ID Risk Severity Status
R1 params.yaml in smoke mode (n_trials=2, fracs=[0.001, 0.002]) 🔴 HIGH Open
R2 DVC pipeline manual; no auto-trigger after ingestion 🔴 HIGH Open
R3 No model hot-reload in serving 🔴 HIGH Open
R4 stats.py router not registered in main.py (dead endpoint) 🟡 MED Open
R5 batch_inference staleness — serving may use stale features silently 🔴 HIGH Open
R6 No metric gate before champion promotion 🔴 HIGH Open
R7 No drift detection (Evidently not integrated) 🟡 MED Open
R8 Single-node K8s; no HA for PostgreSQL / MinIO 🟡 MED Open (known)
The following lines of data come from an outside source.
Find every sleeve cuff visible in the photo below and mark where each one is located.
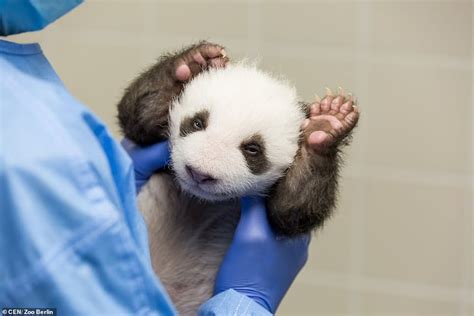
[198,289,273,316]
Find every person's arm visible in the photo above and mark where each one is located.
[0,118,175,315]
[199,197,310,315]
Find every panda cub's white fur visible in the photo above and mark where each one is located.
[139,63,305,314]
[170,63,304,200]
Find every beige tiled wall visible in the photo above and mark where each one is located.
[9,0,474,315]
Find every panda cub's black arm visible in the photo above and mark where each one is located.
[267,100,359,236]
[267,139,340,236]
[118,41,228,145]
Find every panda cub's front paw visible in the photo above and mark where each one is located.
[302,87,359,154]
[173,41,229,82]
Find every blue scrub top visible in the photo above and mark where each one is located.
[0,40,269,315]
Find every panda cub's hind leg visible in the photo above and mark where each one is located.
[268,88,359,236]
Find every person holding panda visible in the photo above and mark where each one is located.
[0,0,352,315]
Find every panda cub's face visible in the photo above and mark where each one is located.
[170,64,304,201]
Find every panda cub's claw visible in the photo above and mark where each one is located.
[174,42,229,82]
[303,87,359,153]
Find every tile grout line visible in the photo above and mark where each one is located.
[347,3,371,314]
[300,270,474,306]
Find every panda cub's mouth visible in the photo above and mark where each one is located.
[179,165,227,200]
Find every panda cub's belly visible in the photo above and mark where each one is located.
[138,172,240,315]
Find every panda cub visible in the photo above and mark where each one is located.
[118,42,358,315]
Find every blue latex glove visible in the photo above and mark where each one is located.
[121,138,170,194]
[214,197,310,313]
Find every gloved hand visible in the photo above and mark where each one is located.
[214,197,310,313]
[121,138,170,194]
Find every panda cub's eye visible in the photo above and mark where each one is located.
[243,143,261,156]
[193,117,204,131]
[179,110,209,137]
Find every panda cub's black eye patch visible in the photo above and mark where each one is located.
[179,110,209,137]
[240,134,270,174]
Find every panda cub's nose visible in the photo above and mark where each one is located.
[186,166,216,183]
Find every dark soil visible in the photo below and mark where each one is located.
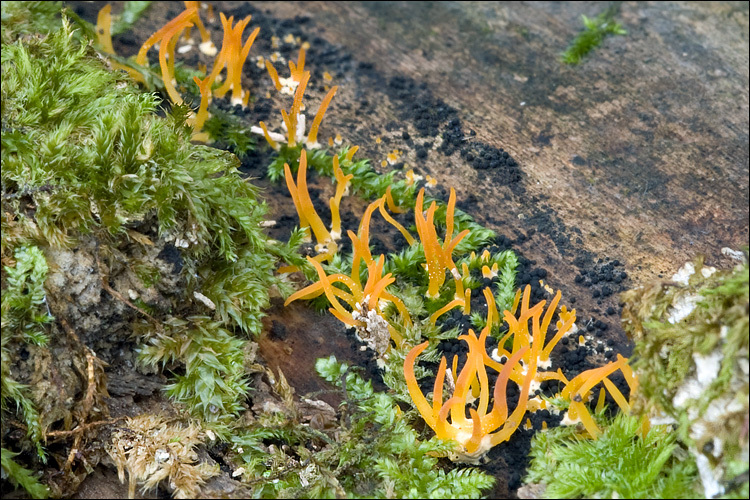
[39,2,692,498]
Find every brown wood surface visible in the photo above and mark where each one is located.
[245,2,748,286]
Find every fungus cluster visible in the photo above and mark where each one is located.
[404,285,637,463]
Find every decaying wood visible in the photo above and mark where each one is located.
[250,2,748,286]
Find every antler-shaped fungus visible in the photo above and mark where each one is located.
[414,188,469,298]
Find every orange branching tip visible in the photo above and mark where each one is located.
[135,7,198,66]
[307,86,338,147]
[404,330,528,463]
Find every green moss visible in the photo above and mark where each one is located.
[2,9,300,460]
[0,448,49,498]
[233,356,494,498]
[560,7,628,65]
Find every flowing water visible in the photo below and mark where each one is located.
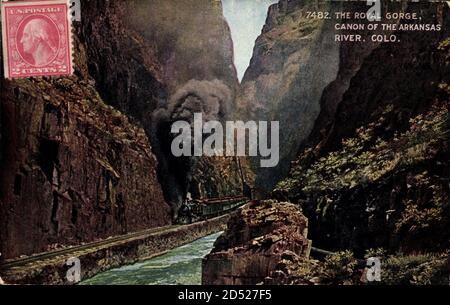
[81,233,220,285]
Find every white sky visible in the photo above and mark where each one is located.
[222,0,278,81]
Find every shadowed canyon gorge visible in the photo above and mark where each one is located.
[0,0,450,284]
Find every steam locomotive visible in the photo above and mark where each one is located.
[177,158,252,224]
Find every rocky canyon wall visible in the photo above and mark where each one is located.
[0,33,171,258]
[236,0,341,191]
[275,2,450,254]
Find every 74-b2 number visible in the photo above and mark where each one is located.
[306,12,331,19]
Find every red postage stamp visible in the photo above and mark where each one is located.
[0,0,73,78]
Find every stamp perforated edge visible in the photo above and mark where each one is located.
[0,0,75,79]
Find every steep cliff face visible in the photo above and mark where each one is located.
[236,0,340,190]
[0,29,170,258]
[81,0,244,209]
[276,3,450,254]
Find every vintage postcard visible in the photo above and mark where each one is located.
[2,0,73,78]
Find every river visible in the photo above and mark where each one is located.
[81,233,221,285]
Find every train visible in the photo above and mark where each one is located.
[177,196,249,224]
[176,158,253,224]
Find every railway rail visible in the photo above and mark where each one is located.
[0,196,248,272]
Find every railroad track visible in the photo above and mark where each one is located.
[0,197,250,272]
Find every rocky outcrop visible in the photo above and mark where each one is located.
[0,35,171,258]
[202,201,310,285]
[236,0,341,191]
[275,2,450,255]
[304,1,450,152]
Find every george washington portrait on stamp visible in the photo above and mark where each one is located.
[2,0,73,78]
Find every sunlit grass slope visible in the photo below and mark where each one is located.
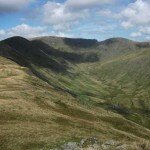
[0,37,150,150]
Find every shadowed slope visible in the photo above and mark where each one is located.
[0,37,150,150]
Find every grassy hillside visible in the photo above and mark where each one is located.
[0,37,150,150]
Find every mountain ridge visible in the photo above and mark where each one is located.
[0,37,150,150]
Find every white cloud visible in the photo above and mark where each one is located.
[66,0,114,10]
[0,0,35,13]
[139,26,150,34]
[42,0,115,32]
[120,0,150,28]
[43,2,88,29]
[0,30,5,36]
[0,24,49,39]
[130,32,142,38]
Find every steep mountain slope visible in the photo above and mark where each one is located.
[0,37,150,150]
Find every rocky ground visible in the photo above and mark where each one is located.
[51,138,149,150]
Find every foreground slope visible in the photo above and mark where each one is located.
[0,37,150,149]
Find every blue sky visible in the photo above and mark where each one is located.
[0,0,150,41]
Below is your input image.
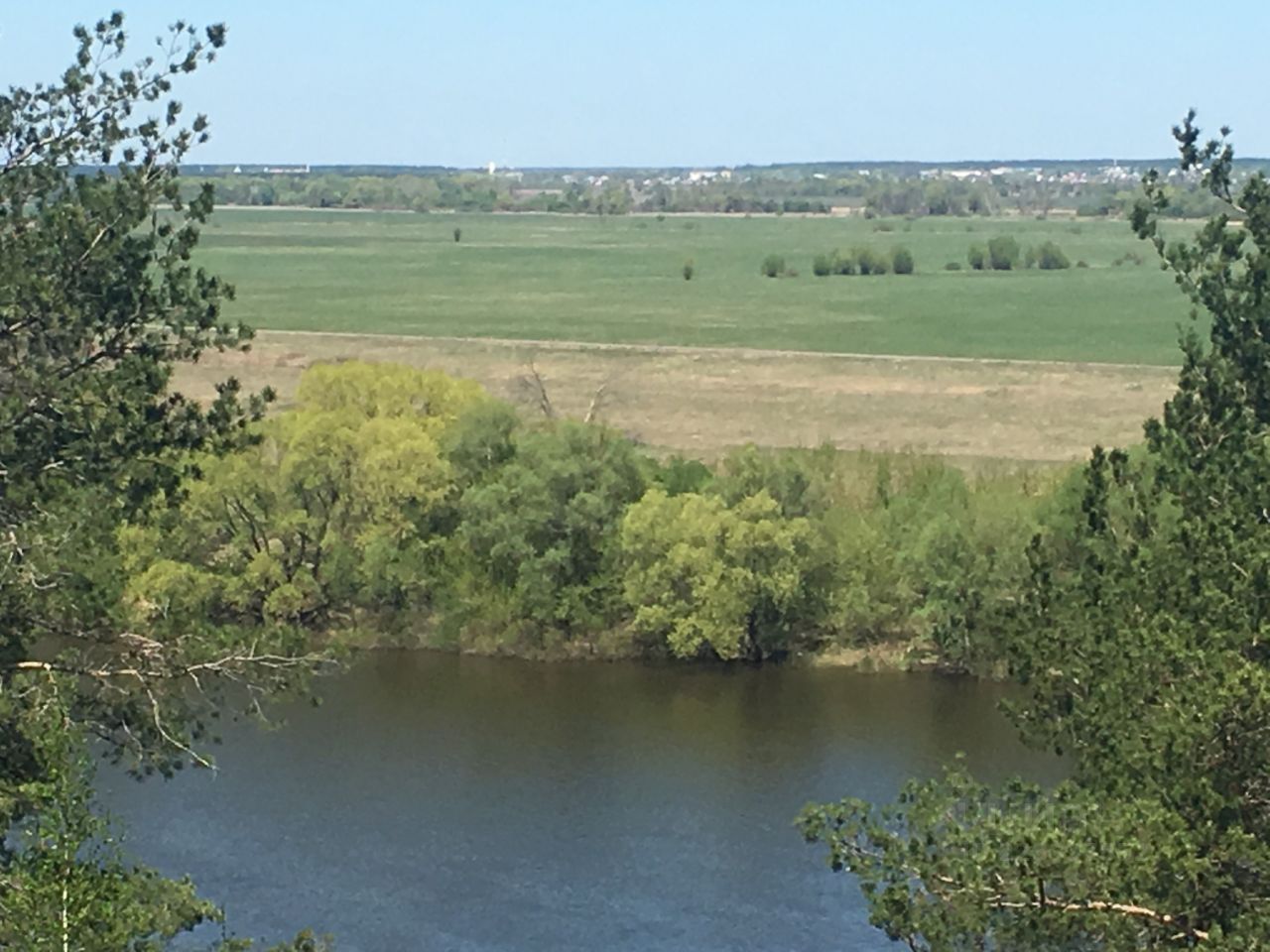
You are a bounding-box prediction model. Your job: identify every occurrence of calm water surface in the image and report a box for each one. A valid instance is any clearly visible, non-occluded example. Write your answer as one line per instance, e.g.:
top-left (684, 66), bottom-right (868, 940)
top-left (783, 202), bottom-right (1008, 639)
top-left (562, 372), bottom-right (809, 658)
top-left (101, 653), bottom-right (1058, 952)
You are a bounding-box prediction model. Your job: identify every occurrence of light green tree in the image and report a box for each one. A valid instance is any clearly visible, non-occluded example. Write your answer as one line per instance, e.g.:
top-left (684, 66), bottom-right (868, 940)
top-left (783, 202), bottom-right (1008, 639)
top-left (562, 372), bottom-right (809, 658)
top-left (621, 489), bottom-right (821, 660)
top-left (802, 114), bottom-right (1270, 949)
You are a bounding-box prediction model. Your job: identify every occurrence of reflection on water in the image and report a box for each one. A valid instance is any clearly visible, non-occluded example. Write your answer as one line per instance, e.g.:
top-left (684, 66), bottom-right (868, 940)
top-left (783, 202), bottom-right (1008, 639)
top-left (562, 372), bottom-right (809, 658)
top-left (101, 653), bottom-right (1058, 952)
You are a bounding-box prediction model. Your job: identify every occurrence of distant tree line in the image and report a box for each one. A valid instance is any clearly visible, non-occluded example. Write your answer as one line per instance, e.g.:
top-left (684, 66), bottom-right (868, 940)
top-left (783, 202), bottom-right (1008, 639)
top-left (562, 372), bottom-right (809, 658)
top-left (176, 169), bottom-right (1239, 218)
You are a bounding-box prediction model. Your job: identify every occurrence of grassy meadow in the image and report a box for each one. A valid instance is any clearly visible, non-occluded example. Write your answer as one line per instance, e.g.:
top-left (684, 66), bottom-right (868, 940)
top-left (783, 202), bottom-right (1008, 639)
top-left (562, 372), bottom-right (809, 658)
top-left (198, 208), bottom-right (1188, 366)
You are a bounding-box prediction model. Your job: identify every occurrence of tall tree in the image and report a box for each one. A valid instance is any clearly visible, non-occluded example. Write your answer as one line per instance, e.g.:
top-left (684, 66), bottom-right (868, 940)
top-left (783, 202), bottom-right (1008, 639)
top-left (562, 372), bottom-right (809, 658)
top-left (802, 113), bottom-right (1270, 949)
top-left (0, 13), bottom-right (327, 949)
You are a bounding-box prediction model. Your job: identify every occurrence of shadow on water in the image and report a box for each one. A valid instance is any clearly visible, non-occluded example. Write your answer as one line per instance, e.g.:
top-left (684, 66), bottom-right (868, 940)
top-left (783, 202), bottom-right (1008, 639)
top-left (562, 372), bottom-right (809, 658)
top-left (100, 653), bottom-right (1061, 952)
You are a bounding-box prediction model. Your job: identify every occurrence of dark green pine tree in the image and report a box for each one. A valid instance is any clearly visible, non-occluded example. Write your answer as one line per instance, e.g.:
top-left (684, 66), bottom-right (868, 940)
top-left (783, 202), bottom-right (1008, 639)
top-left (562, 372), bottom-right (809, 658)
top-left (0, 14), bottom-right (327, 952)
top-left (800, 114), bottom-right (1270, 949)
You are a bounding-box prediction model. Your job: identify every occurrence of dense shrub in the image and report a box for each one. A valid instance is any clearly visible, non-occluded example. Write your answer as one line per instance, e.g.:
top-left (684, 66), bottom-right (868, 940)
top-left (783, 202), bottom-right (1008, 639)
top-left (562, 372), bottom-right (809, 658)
top-left (988, 235), bottom-right (1020, 272)
top-left (852, 248), bottom-right (890, 274)
top-left (1036, 241), bottom-right (1072, 272)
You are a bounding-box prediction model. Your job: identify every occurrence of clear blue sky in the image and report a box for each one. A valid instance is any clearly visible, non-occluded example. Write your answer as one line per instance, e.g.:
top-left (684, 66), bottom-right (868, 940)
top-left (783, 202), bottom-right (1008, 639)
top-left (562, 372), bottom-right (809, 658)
top-left (0, 0), bottom-right (1270, 167)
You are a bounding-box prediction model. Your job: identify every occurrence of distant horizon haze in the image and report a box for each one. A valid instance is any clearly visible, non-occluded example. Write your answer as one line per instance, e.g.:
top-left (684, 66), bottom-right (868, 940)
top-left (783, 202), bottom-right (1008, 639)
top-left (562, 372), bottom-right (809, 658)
top-left (0, 0), bottom-right (1270, 169)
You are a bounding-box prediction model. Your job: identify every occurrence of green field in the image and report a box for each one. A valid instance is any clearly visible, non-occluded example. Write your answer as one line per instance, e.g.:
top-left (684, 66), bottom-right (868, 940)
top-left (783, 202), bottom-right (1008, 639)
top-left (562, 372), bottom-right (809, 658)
top-left (198, 209), bottom-right (1188, 364)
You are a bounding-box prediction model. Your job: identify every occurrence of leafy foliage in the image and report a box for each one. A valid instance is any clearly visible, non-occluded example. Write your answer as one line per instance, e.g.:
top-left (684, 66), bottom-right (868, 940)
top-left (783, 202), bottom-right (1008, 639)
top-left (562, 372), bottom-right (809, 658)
top-left (803, 114), bottom-right (1270, 949)
top-left (0, 14), bottom-right (327, 952)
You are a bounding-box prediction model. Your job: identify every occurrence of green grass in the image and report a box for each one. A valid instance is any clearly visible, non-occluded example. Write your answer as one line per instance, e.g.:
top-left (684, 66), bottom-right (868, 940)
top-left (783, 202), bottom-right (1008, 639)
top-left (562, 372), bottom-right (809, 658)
top-left (199, 209), bottom-right (1188, 364)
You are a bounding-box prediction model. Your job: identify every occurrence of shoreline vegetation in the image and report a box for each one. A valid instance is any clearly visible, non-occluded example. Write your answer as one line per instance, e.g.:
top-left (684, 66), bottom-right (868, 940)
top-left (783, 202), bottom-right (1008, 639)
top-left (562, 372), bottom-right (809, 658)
top-left (119, 361), bottom-right (1072, 670)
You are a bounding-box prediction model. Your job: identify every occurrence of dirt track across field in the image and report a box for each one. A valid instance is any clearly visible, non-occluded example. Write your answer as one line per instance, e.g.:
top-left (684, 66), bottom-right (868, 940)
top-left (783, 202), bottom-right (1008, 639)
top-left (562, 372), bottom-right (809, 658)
top-left (177, 331), bottom-right (1176, 462)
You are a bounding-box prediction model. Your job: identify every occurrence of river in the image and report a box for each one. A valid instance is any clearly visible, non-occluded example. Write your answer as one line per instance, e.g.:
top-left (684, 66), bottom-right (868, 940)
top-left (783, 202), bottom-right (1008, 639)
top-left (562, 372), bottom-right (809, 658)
top-left (99, 653), bottom-right (1060, 952)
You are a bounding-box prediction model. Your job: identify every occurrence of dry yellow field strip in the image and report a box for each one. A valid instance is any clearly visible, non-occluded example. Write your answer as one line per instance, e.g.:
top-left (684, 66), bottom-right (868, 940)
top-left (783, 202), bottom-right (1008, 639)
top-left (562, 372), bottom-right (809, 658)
top-left (177, 331), bottom-right (1176, 462)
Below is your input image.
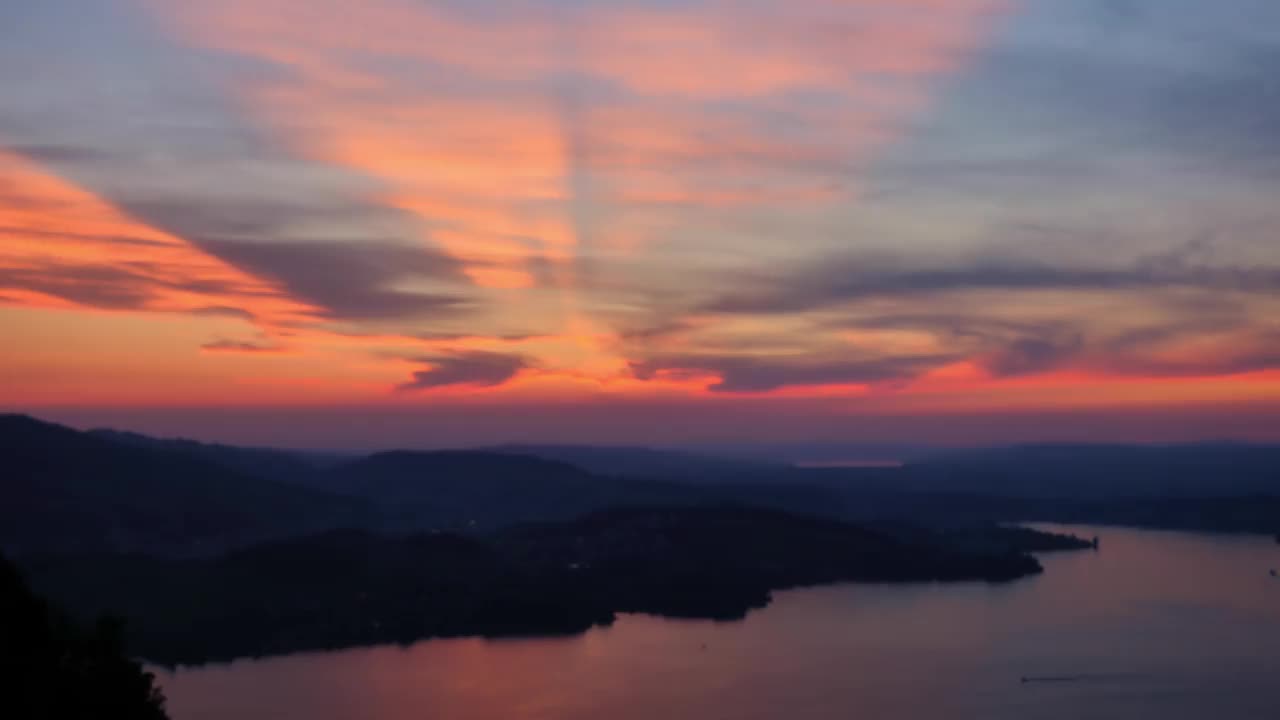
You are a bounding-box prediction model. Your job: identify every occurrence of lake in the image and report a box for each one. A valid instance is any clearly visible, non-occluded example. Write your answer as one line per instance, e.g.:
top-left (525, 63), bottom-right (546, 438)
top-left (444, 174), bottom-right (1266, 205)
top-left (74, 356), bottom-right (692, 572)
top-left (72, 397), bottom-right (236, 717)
top-left (157, 525), bottom-right (1280, 720)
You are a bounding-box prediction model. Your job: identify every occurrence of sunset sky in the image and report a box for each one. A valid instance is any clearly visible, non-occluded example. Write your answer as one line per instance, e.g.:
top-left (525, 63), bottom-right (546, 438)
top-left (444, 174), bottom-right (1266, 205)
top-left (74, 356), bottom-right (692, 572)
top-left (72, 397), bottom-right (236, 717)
top-left (0, 0), bottom-right (1280, 447)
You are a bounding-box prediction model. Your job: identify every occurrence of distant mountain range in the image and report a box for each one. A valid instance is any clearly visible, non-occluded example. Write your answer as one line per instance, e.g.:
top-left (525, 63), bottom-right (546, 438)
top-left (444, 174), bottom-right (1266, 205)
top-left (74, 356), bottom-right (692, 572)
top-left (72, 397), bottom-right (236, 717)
top-left (0, 415), bottom-right (1280, 555)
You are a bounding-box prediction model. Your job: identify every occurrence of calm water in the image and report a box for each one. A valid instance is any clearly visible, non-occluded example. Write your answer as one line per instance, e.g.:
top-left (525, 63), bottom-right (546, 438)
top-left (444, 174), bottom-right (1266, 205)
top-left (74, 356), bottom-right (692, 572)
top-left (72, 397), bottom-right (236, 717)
top-left (160, 528), bottom-right (1280, 720)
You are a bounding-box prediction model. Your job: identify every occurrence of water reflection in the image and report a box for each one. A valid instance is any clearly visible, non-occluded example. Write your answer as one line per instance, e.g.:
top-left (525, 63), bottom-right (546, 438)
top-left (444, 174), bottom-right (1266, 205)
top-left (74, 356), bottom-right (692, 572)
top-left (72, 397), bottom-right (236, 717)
top-left (154, 528), bottom-right (1280, 720)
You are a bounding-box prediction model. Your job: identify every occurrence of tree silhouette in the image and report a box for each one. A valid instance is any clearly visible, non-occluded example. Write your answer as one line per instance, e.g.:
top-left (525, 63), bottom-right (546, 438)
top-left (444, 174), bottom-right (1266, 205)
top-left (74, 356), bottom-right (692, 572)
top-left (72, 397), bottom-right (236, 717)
top-left (0, 556), bottom-right (168, 720)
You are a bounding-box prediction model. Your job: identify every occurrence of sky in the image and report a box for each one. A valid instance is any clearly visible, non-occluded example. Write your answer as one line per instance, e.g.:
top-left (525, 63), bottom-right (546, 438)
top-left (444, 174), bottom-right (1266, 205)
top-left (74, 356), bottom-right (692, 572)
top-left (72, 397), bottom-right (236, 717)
top-left (0, 0), bottom-right (1280, 447)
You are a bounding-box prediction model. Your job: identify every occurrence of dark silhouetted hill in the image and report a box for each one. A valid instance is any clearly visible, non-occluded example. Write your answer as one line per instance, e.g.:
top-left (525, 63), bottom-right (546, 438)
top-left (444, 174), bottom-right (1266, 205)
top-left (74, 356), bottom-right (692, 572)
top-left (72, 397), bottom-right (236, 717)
top-left (484, 445), bottom-right (787, 483)
top-left (88, 429), bottom-right (349, 487)
top-left (28, 507), bottom-right (1039, 662)
top-left (0, 548), bottom-right (166, 720)
top-left (0, 415), bottom-right (367, 553)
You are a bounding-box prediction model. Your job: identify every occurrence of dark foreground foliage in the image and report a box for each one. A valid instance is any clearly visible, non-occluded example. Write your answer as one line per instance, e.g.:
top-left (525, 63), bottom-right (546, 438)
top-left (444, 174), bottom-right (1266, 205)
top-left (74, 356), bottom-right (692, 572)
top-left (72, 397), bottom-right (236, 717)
top-left (0, 557), bottom-right (168, 720)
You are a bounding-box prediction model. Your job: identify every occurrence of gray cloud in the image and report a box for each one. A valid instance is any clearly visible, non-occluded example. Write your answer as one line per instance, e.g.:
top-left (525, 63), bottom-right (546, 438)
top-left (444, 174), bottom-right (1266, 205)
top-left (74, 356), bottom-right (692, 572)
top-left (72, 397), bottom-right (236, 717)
top-left (397, 351), bottom-right (529, 392)
top-left (200, 340), bottom-right (284, 354)
top-left (631, 355), bottom-right (956, 392)
top-left (201, 240), bottom-right (463, 319)
top-left (701, 255), bottom-right (1280, 314)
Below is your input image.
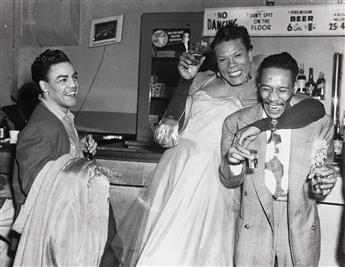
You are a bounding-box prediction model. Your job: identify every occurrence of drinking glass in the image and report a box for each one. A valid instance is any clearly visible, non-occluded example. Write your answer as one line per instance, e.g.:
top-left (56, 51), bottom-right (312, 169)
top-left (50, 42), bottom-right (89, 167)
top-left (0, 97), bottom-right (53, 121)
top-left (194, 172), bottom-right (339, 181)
top-left (311, 163), bottom-right (334, 195)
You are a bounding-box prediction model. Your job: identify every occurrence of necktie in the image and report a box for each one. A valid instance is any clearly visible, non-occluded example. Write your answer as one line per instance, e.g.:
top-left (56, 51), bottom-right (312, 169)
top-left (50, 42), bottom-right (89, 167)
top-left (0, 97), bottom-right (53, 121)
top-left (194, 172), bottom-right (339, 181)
top-left (265, 130), bottom-right (284, 199)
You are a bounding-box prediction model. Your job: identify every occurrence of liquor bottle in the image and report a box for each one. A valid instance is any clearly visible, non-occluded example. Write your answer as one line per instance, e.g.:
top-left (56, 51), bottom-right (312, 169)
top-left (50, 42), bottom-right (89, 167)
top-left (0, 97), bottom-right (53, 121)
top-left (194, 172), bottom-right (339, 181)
top-left (297, 64), bottom-right (307, 93)
top-left (333, 121), bottom-right (344, 163)
top-left (305, 68), bottom-right (316, 96)
top-left (0, 115), bottom-right (10, 143)
top-left (316, 71), bottom-right (326, 100)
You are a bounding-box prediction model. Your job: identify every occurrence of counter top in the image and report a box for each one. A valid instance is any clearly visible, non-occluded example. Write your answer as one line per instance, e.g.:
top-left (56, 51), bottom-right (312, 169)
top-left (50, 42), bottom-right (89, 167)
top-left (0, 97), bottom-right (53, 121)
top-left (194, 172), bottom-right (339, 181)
top-left (96, 143), bottom-right (165, 163)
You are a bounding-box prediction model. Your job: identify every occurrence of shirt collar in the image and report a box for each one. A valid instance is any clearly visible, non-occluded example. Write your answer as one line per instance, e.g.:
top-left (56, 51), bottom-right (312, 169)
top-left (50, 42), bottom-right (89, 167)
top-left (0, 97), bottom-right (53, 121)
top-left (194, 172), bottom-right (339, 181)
top-left (41, 98), bottom-right (74, 120)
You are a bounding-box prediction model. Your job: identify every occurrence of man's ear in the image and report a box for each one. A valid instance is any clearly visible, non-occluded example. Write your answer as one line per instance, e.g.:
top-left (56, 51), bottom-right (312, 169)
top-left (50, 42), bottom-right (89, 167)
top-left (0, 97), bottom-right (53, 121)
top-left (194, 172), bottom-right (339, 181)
top-left (39, 81), bottom-right (48, 93)
top-left (293, 80), bottom-right (298, 95)
top-left (248, 49), bottom-right (253, 62)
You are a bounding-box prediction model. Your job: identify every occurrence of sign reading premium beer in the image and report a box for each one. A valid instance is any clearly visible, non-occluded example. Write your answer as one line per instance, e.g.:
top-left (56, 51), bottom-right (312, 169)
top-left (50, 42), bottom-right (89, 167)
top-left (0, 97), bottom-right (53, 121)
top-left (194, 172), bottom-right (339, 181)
top-left (203, 4), bottom-right (345, 36)
top-left (152, 29), bottom-right (189, 47)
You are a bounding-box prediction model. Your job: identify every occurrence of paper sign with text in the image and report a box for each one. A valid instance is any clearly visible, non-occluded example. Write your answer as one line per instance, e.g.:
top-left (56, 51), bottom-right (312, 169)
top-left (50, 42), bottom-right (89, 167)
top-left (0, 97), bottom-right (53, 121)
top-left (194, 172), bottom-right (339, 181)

6. Component map (unchanged)

See 20260424 00_system_audit_v2.md §6 — same set of components in same layers.


7. Summary

System maturity: MEDIUM  (unchanged)

Strengths:
- Full end-to-end MLOps stack (DVC, MLflow, Celery, Airflow, Prometheus, K8s)
- features_meta.parquet as single feature contract
- GE validation gates at 3 boundaries (raw, finished, features)
- Independent batch_inference DVC branch
- Prometheus metrics on inference latency, confidence, model info
- Detailed documentation and audit trail (3 cycles in docs/validation/)

Top open risks:
- R1 smoke params in params.yaml
- R2 no automated retrain trigger
- R3 no hot-reload of model
- R6 no metric gate before champion promotion

Unknowns (require deeper audits):
- Current champion in MLflow registry and its metrics → see 05
- Real cadence of batch_inference re-runs → see 08

8. References

  • Baseline detailed audits 01–11: docs/validation/20260424/*.md
  • Last weekly check: docs/validation/20260426/00_system_audit.md
  • Detailed audits this cycle: docs/validation/20260428/01..12_*.md

Recommendation: since no production change since 20260422, audits 01–11 in this cycle are confirmation reports against 20260424 baseline. The next material full cycle should be triggered by an actual commit to src/, dvc.yaml, airflow/, or docker/.